In order to access the data from conference calls I built a feature into AlphaCharter to allow you to explore this information right in your chat. In order to access conference call data efficiently I used an AI adjacent technology called vector search in order to enable “Retrieval Augmented Generation.” In this post I will show the benefits of this feature, how it works, and then I'll show the how with some of the code I used. The entire example python notebook 🐍📒 is here.
iAnalyst
To show why you would want access to data from the earnings call, imagine you're someone interesting in investing in Apple ($AAPL). AlphaCharter can already provide you data on things like their earnings and revenue growth.
AlphaCharter can generate and plot the headline numbers as well as ratios from anything in the financial statements. You can take that $100 Billion number and add back things like operating expenses ($55B), taxes ($17B), cost of goods ($207B) to get to revenue ($381B). Or you could look at it's net income over its market cap (P/E ratio) and compare it to other competitors, there's a lot you could do with the data currently in AlphaCharter 📊. But what about things specific to Apple, like iPhone revenue?
While iPhone revenue is an important number to Apple investors, it's not required by the SEC. The leadership does give us an update on their business every quarter in the earnings conference call where they say things like iPhone revenue or what is driving sales or earnings growth. It's an important way for us as interested investors to find out more about the company from beyond just those headline numbers. Every quarter, companies have to give a conference call to announce these headline numbers and give even more information to those that are listening.
Conference 📞 Data
In this call Tim Apple 🍎 or one of his siblings like Luca Apple 🍏 will talk about offer talking points like how great “Apple Intelligence” is but they also provide very tangible numbers that may interest a lot of investors. Last quarter they called out that iPhone revenue was $46B and down 10% from the year before.
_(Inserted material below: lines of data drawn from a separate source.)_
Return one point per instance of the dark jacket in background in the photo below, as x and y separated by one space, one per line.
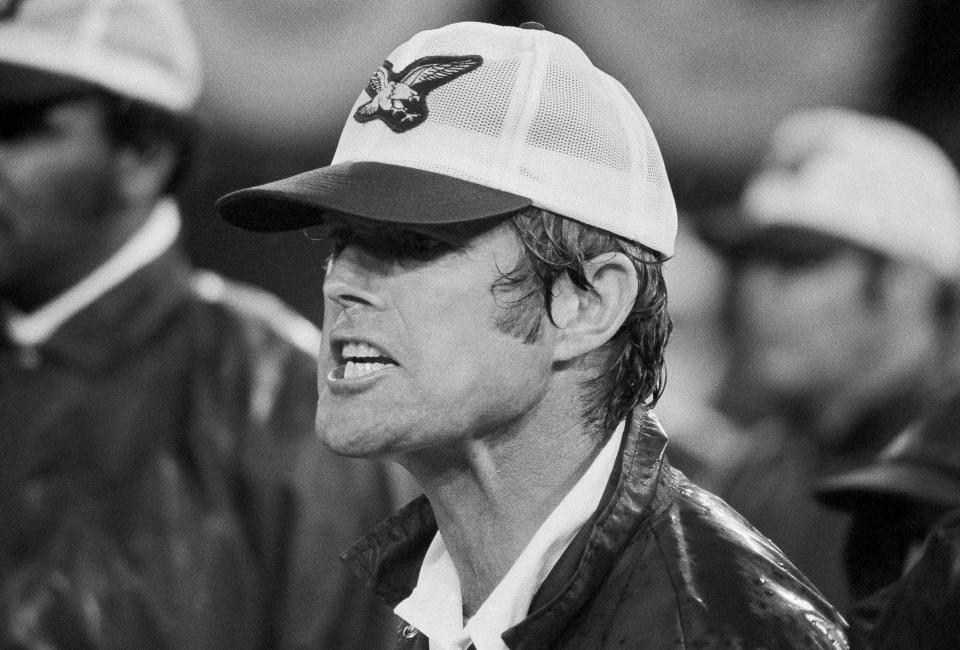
773 486
161 484
661 564
921 611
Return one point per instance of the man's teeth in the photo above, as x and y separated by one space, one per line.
362 359
354 369
360 350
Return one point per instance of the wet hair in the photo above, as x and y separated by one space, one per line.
633 373
140 126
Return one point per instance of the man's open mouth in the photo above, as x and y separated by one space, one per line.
360 359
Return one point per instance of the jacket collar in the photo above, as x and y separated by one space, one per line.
389 558
108 330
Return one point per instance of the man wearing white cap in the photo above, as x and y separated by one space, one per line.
495 321
161 484
846 257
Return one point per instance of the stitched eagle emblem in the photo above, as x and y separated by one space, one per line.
400 98
9 8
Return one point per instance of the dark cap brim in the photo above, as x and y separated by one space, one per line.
889 480
736 237
367 190
25 86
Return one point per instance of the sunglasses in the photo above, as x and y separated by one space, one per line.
21 121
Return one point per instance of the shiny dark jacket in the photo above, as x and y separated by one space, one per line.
161 485
661 564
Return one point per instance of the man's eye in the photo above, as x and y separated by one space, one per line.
16 125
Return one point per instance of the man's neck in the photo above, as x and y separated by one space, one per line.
494 497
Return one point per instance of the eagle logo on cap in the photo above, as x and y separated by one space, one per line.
400 98
9 8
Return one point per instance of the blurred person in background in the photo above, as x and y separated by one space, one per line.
495 321
895 503
160 481
843 315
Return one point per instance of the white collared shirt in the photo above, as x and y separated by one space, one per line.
153 239
435 606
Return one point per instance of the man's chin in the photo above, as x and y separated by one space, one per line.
347 440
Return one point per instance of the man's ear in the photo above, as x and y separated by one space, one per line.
144 174
587 319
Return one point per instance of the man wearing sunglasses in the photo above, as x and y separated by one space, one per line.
843 314
160 481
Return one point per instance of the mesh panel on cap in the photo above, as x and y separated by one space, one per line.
575 121
126 34
455 104
656 172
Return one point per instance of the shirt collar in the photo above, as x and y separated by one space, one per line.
153 239
435 605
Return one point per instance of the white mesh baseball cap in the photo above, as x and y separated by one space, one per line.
861 179
473 121
141 49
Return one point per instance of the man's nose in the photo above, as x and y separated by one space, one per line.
355 278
But this information was only said audibly and not in their earnings report so AlphaCharter can't make charts of it (yet). If only there was a way to turn audio conversations into text.
There is, it's just listening while typing, and financial analysts have been doing it for decades. This information is accessible (with $$) in various financial tools. If you thought I was about to pitch AI transcriptions, how dare you. While that's an obvious use for AI the transcripts for earnings calls are already available so our innovation will be about what we do with those transcripts rather than creating them which is already solved.
These transcripts may be accessible but they're not easy to use without an expensive solution like Bloomberg. Even if the text is accessible ‘ctrl+f' is about the only innovation in the last 20 years to parse the long winded executives' monologues. What I wanted to do was request and access only the relevant data from these calls so you could answer questions like “what was iPhone revenue this quarter?”
The data contained in these conference calls is incredibly valuable to investors, it just currently takes a lot of effort to parse it, especially for those that don't have this as a full time job. Luckily AI has brought us a solution for parsing and finding exactly what you want in earnings call transcripts.
Hey AI, what does this say?
To show how valuable using AI can be you can take a call transcript and copy and paste it into a chatbot like ChatGPT or Claude and then ask something like what was iPhone revenue this quarter, you will get exactly the answer you're looking for.
Doing this is much faster than reading the whole thing and it allows you to ask follow up questions and use the general knowledge of an LLM. In order to copy and paste these transcripts the use has to have access to this data to start with, and copy and pasting is not the most user friendly experience. What if our AI assistant knew to just go retrieve the transcripts and read it when you ask so that it can answer that question for you? That would be awesome and very doable but it there are ways to improve this even further.
Apple's last earnings call transcript is 8,000 words long, or 10,000 “tokens” 🪙 for the way AI measures input length. If our AI assistant went and grabbed a transcript automatically based on our prompt that would mean a lot of text has to be read to find one mention and to answer a simple question. AI models can't take unlimited input text and have a concept of a “context window” that is the maximum amount of input information they can handle. GPT-4o has a 128,000 token context window which means that at most we can only give it 12 transcripts, that sound like a lot until you realize a question like “what are iPhone revenues of the past 4 years?” wouldn't work.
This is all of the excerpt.